The Dow Jones industrial average was down 3 points with half an hour of trading left. It had been up as many as 99 points in the morning after the Italian government easily won a confidence vote on austerity measures. The Dow turned mixed around midday as Fitch ratings warned that it might downgrade the debt of Italy, Spain and four other countries that use the euro.

Materials and industrial companies rose, signaling that traders expect the economic recovery to remain on track. The Dow Jones industrial average broke a three-day slump Thursday after a report showing sharply fewer layoffs and signals that business conditions for manufacturers are improving.

Utilities, health care and consumer staples companies companies lagged the market as traders sold stocks that are considered to be safer when the economy is weak.

Some analysts believe nervousness about Europe this fall and winter pushed stock prices lower than their fair value. Investment adviser Uri Landesman, president of Platinum Partners, expects stocks to rise into next year because of the growing likelihood that economic news and European headlines will remain positive.

“The odds are, the news is going to be better than the market is discounting,” Landesman said. He said the market is near the low end of its recent trading range, and a dose of positive news could set off a mini-rally. Any market moves next week could be sharp as trading volume thins out before the Christmas holiday, Landesman said.

The Dow Jones industrial average was down 3 points at 11,865. The Standard & Poor’s 500 index rose 4, or 0.4 percent, to 1,220. The Nasdaq composite index rose 14, or 0.6 percent, to 2,555. The Dow is down 2.7 percent for the week; the S&P 2.0 percent. The Nasdaq lose 3.5 percent.

The yield on the 10-year Treasury note plunged to 1.85 percent from 1.93 percent earlier Friday after the government said consumer prices were unchanged last month, suggesting that inflation remains low. Low inflation makes bonds more attractive because it doesn’t diminish the buying power of the fixed return a bond provides over time.

The gains on the stock market were broad. Eight of the 10 industry groups in the S&P 500 index rose, led by materials and industrial companies. U.S. factories in some regions have seen shipments and orders rise this month, according to two surveys released Wednesday. Materials companies are benefiting from soaring commodity prices.

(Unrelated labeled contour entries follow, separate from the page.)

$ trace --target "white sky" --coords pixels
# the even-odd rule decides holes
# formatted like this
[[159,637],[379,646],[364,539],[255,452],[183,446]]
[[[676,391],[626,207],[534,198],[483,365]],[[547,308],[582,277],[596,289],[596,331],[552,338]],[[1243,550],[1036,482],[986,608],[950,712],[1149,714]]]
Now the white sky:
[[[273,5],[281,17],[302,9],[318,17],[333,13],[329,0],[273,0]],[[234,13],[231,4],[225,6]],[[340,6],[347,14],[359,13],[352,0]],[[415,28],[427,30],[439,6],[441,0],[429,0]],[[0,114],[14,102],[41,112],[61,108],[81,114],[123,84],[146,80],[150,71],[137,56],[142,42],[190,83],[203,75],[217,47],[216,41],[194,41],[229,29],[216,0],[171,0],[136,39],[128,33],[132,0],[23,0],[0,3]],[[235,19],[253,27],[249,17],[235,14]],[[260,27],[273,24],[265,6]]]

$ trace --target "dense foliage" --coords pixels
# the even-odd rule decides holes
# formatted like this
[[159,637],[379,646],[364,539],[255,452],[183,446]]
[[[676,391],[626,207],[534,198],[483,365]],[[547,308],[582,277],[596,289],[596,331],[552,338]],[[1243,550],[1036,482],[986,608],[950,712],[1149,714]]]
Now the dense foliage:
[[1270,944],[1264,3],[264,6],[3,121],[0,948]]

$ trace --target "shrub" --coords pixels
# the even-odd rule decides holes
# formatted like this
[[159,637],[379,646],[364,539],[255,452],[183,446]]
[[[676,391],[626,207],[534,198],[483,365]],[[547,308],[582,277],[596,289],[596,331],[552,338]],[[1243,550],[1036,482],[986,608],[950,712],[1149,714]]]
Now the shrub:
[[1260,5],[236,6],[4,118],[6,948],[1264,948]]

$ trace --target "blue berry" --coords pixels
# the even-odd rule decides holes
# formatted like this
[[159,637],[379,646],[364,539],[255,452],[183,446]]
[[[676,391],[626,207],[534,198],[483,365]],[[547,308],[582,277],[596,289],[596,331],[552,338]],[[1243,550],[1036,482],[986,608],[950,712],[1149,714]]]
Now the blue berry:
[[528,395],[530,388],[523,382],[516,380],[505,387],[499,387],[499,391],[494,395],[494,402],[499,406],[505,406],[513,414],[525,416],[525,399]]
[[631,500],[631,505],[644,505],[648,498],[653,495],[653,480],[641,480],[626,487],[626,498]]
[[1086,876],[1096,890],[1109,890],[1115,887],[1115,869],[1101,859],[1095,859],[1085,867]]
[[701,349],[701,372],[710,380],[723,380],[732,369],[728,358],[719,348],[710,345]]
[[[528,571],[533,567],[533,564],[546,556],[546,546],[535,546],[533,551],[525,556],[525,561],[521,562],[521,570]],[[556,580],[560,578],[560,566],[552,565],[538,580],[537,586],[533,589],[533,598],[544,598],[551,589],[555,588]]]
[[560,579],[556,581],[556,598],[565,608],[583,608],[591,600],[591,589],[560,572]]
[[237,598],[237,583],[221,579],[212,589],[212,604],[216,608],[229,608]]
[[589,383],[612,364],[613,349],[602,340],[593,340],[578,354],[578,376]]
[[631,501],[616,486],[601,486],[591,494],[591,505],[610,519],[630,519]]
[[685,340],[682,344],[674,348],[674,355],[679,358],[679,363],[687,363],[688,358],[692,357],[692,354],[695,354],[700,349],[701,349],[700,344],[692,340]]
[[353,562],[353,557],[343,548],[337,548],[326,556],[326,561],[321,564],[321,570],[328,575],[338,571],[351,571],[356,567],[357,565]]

Research In Motion Ltd. plummeted 11 percent after the company said late Thursday that new phones seen as critical to its future will be delayed until late next year. RIM also is taking a big loss on unsold tablet computers and predicted that its BlackBerry sales will fall sharply during the holiday sales season.

Online game developer Zynga Inc. fell 5 percent in its first day of trading on the Nasdaq. The maker of Farmville’s initial public offering was priced late Thursday at $10 per share, raising $1 billion. That means the San Francisco company can boast the biggest Internet IPO since Google Inc. first offered shares in 2004.

Among the other companies making big moves:

? New York-area cable TV provider Cablevision Systems Corp. plunged 9 percent following the sudden departure of its chief operating officer, Tom Rutledge.

? Adobe Systems Inc. jumped 8.4 percent after the software maker reported earnings and revenues that were far better than what analysts had expected. Analyst Walter Pritchard at Citigroup said the quarter was a “blow-out when most expected weakness.”